Drinking un-bottled water is potentially tricky in any foreign country; I mentally debate, is the water boiled, will I offend if I don’t partake? Taking the proffered tea, I rest it on a stone wall to explore his tent shop.  Bedouin tea ingredients are typically water, black tea, and sugar. The Bedouins also add cardamom spice to their coffee, which creates a unique taste.

I’m as fascinated by the tent as I am the contents, absorbing the scene, I’m captivated by every detail; the length of the tent, the low roof with gaps between the textile walls, the bed of colorful raised blankets at one end, the open fire pit in the center and his array of goods lining an entire side of the tent.  A mound of my collections is ready for negotiation…who knew the soft green scarf is a higher quality material than the brown scarf I rejected, higher quality scarf is more expensive, of course! What will fit in my already bulging luggage? I would purchase the tent if I could figure out how to transport it home!  What about the little goats running freely outside?!

Taking Tea with a Bedouin, Jordan

I mentioned that the little hand painted bowls look like they are from Turkey, he assures me everything is local. Organized Virgo girls always carry a pocket full of local cash which aids negotiation; the olive-green scarf decorated with camels and small hand painted bowls are prized possessions.
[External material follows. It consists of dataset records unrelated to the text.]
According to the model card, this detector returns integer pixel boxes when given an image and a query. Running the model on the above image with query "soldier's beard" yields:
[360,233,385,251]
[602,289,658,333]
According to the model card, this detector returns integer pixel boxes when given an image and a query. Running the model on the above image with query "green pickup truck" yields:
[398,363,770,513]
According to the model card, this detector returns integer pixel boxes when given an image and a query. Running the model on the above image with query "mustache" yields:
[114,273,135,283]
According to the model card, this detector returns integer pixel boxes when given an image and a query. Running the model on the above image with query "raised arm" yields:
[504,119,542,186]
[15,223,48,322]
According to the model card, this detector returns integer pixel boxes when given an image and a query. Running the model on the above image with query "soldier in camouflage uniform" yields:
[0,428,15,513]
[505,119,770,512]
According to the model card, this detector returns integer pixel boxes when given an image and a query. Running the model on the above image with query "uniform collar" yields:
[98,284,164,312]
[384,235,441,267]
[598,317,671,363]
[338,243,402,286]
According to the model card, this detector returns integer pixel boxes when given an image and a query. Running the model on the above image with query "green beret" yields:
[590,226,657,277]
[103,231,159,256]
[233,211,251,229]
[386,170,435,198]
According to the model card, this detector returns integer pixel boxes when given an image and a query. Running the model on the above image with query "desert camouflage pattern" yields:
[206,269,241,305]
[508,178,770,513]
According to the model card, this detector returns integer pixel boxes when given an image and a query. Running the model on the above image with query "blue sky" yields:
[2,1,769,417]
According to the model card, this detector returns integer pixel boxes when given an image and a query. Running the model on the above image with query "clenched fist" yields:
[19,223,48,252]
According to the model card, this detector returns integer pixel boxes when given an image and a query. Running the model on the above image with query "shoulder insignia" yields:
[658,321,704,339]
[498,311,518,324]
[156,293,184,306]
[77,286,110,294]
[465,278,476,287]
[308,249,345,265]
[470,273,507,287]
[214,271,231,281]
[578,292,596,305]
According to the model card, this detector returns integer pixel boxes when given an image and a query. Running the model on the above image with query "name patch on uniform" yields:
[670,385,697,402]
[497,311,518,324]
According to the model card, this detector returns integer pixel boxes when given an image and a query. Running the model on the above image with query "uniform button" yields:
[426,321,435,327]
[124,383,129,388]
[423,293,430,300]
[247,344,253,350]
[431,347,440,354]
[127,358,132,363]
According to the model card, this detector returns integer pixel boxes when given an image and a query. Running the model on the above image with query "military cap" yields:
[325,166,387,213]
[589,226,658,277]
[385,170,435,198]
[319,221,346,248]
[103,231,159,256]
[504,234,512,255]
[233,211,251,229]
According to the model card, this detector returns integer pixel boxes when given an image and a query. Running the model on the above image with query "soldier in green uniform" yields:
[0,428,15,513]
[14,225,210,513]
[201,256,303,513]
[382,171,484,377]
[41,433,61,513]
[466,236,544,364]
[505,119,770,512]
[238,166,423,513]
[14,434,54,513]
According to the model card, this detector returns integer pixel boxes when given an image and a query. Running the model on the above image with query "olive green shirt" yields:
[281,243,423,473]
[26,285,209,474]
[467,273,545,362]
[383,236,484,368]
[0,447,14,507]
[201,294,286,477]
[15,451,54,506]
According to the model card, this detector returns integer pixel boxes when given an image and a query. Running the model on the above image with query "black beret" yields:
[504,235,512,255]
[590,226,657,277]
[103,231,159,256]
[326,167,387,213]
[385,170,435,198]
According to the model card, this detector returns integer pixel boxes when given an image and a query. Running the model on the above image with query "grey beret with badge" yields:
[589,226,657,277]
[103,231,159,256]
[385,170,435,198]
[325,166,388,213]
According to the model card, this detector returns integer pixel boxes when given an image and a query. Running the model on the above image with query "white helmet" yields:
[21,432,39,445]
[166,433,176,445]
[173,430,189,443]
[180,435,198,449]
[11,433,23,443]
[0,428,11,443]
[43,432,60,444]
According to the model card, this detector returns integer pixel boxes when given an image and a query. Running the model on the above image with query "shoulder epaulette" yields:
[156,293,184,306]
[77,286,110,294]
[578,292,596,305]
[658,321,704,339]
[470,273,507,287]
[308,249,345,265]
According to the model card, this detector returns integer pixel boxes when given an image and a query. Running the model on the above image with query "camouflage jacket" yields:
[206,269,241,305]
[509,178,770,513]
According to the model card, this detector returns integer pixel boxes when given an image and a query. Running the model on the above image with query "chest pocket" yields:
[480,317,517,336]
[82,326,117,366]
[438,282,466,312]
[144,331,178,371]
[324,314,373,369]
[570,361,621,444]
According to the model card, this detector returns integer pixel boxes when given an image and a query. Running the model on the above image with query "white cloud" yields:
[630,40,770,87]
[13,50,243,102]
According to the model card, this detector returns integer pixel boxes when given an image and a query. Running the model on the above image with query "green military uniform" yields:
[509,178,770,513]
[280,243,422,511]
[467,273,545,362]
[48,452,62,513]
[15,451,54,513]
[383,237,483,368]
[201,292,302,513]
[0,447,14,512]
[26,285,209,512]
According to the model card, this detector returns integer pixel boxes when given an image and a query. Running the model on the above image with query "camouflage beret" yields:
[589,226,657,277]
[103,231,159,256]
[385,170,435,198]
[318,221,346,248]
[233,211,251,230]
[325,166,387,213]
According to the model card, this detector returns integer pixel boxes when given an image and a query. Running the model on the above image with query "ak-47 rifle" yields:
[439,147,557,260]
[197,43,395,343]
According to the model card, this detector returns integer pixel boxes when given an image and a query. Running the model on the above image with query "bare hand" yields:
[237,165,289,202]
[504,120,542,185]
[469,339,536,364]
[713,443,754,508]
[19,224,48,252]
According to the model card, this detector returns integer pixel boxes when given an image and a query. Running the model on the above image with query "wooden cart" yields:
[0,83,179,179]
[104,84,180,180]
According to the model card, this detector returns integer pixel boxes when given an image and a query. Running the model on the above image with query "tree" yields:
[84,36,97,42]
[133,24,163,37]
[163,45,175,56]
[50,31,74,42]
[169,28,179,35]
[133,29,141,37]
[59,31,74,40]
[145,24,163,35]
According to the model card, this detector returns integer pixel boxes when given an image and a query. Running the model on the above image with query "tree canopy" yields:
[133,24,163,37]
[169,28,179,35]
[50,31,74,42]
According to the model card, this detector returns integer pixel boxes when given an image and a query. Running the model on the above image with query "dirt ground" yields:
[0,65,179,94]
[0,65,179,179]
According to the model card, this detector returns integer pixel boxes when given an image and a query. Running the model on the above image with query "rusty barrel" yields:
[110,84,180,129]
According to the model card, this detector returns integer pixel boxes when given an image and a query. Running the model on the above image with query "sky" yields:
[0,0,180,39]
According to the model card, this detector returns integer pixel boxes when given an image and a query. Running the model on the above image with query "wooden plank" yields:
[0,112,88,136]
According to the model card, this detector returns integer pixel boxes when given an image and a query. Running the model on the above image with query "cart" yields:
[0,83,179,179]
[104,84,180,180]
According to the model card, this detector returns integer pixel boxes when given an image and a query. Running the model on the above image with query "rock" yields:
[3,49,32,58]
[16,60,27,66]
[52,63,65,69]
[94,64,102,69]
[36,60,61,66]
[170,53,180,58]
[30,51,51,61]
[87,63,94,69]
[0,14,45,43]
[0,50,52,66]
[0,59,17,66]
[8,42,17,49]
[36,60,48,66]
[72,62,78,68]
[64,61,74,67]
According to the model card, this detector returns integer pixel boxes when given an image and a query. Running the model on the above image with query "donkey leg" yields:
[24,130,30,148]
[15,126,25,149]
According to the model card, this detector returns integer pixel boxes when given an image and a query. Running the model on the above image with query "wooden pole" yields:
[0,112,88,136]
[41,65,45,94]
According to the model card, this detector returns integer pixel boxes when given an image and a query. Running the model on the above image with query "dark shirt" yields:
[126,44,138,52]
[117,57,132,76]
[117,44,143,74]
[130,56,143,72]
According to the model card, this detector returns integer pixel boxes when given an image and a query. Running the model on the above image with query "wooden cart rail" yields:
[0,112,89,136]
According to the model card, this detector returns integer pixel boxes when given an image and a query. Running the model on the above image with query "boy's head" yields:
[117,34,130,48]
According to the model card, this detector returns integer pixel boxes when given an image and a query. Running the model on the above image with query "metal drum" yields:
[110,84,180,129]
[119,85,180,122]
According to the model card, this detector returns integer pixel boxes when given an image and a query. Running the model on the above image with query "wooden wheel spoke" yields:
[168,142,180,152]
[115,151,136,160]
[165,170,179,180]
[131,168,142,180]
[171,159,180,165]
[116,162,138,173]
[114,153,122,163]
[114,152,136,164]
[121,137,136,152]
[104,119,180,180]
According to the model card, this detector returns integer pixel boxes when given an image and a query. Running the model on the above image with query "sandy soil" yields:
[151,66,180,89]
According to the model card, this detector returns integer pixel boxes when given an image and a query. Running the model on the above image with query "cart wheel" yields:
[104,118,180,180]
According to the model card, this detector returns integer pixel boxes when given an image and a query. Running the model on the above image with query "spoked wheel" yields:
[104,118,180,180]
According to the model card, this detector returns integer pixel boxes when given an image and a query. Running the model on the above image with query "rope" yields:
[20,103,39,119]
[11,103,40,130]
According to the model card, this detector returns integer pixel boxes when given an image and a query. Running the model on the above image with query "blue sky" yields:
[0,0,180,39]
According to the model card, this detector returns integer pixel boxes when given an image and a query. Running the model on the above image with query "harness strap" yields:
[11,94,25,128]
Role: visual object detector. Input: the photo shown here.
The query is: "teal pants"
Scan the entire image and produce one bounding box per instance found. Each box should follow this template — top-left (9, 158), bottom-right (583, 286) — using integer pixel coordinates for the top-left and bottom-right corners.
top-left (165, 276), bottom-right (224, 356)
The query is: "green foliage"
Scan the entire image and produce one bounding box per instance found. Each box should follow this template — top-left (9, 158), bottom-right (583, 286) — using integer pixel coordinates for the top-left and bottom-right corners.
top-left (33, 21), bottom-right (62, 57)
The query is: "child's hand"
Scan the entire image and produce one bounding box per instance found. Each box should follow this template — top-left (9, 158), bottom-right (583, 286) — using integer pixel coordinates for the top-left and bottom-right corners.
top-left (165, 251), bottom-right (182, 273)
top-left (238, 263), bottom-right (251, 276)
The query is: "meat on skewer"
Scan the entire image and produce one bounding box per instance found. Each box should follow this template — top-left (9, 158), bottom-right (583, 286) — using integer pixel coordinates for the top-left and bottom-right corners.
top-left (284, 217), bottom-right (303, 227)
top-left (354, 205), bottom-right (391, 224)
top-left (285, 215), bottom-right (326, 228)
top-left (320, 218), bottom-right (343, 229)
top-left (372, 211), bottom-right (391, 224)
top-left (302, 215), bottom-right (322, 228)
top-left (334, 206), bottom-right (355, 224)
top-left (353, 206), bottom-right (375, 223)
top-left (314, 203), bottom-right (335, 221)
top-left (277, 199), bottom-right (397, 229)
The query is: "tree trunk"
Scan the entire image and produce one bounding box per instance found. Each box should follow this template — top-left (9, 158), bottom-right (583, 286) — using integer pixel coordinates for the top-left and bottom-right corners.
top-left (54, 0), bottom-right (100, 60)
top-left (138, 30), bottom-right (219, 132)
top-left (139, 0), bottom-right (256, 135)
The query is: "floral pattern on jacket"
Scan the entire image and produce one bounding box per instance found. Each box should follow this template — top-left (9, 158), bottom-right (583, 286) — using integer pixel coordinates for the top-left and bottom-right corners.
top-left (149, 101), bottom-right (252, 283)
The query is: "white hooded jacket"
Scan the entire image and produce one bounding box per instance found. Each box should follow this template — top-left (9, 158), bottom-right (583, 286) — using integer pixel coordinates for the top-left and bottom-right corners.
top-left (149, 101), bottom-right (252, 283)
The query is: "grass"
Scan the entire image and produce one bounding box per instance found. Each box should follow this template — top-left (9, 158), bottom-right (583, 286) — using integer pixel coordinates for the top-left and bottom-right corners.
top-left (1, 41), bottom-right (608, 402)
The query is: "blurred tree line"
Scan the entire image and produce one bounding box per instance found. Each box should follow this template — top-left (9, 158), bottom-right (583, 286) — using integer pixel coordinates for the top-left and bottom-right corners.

A day later, my suitcase reeks of smoke, the lovely scarf is permeated with the smell of the smoky tent, plastic bags capture it until I get home.

The whiff of the Beaudoin tent will accompany me for two more weeks. The experience is still etched into my memory.

The word Bedouin comes from the Arabic badawī, meaning “desert dweller”.

شكرا\يسلم إيديك šukran/yeslmu ideyk Thank you for the memory!